Another historical character intimately associated with the Keswick country was that "Shepherd Lord" celebrated by Wordsworth. This was the only surviving son of the Black Clifford, whom, in the ruthless feuds of The Roses, his mother, dreading the vengeance which might pursue the son of such a father, sent to be reared as a shepherd's son on the slopes of Saddleback. Nor till he was thirty did he emerge from this humble role to take his place as a peer of the realm, to marry twice, and to acquit himself reasonably well when called to public duties from the seclusion of Borden Tower, still standing on the Yorkshire moors above the Wharfe, where he lived a studious life. Indeed he marched to Flodden Field, which must have irked such a peaceful soul, one might fancy, not a little.

It is at the head of Derwentwater that the Lodore beck makes that sonorous descent into the vale, which, by a famous poet's frolic, as it were, achieved a notoriety it only merits in a wet season. The mouth of Borrowdale, however, down which the Derwent hurls its beautiful limpid streams through resounding gorges to an ultimately peaceful journey to the lake, is a place to linger in, not merely to admire in passing, and two well-known hotels of old standing are evidence that the public are of that opinion. If the heights of Borrowdale make an inspiring background for the lake, as viewed from the Keswick end, Skiddaw, as seen from Borrowdale, serves as noble a purpose. Then there is that long array of heights right across the lake, and those behind them, spreading away to Buttermere.

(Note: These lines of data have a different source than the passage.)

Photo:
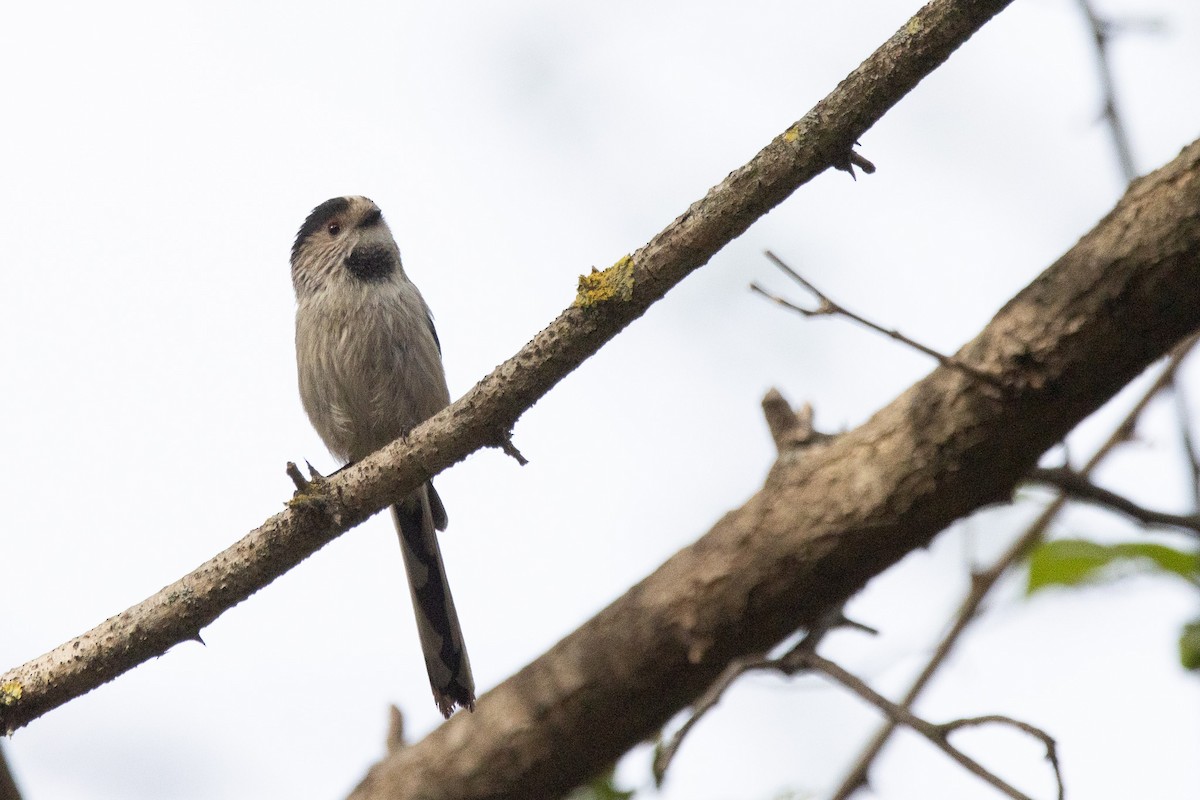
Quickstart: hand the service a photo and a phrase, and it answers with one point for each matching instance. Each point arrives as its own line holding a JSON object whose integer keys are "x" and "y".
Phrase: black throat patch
{"x": 372, "y": 262}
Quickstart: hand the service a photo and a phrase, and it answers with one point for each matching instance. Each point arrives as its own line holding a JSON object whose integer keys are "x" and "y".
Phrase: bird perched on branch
{"x": 370, "y": 367}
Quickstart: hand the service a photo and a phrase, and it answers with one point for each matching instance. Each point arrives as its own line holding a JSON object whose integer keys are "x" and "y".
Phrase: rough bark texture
{"x": 607, "y": 302}
{"x": 831, "y": 517}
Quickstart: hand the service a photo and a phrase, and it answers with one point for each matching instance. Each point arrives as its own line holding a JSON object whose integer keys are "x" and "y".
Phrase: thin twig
{"x": 1078, "y": 487}
{"x": 982, "y": 583}
{"x": 936, "y": 734}
{"x": 828, "y": 307}
{"x": 1102, "y": 37}
{"x": 738, "y": 667}
{"x": 1187, "y": 439}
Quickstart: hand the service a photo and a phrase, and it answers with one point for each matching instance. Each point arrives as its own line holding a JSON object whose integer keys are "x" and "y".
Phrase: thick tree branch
{"x": 984, "y": 581}
{"x": 1079, "y": 487}
{"x": 607, "y": 302}
{"x": 832, "y": 517}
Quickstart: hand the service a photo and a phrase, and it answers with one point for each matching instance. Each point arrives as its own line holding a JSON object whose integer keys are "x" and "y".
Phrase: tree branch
{"x": 606, "y": 304}
{"x": 1079, "y": 487}
{"x": 829, "y": 518}
{"x": 983, "y": 582}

The view from Skiddaw is well worth the long but easy climb. Derwentwater and Bassenthwaite, linked by the silver coil of the river in the green vale, make a perfect foreground to a prospect which, like that of Helvellyn, covers not only the whole of Lakeland, but the sea coast and much more beyond. Skiddaw, however, stands sentinel, as it were, at this northern gateway into the Lake country, and looks right over Cumberland, with Carlisle in the centre of the picture, the Solway gleaming beyond, and behind that again the dim rolling forms of the Scottish hills. We have nothing to do with Carlisle, or the Eden, or Solway Moss, with Eskdale or Liddesdale, or any of this classic Borderland here laid open to the view. But one may be pardoned, when perched thus in fancy upon Skiddaw's aerial cone, for a brief reflection of how different was the past and how strangely different the associations of this rugged romantic Lake country with its simple, uneventful peasant story, quite obscured what there is of it by its more recent literary associations, from that classic soil of Border story spreading to the northward. "Happy is the land", says the old saw, "that has no history"; and no part of England has so little, in the ordinary sense of the word, as that which one looks back upon from the top of Skiddaw. None, upon the other hand, has more than that once blood-stained region, now spreading so fair and green and fertile to the dim hills of Scotland, which share its stirring tale.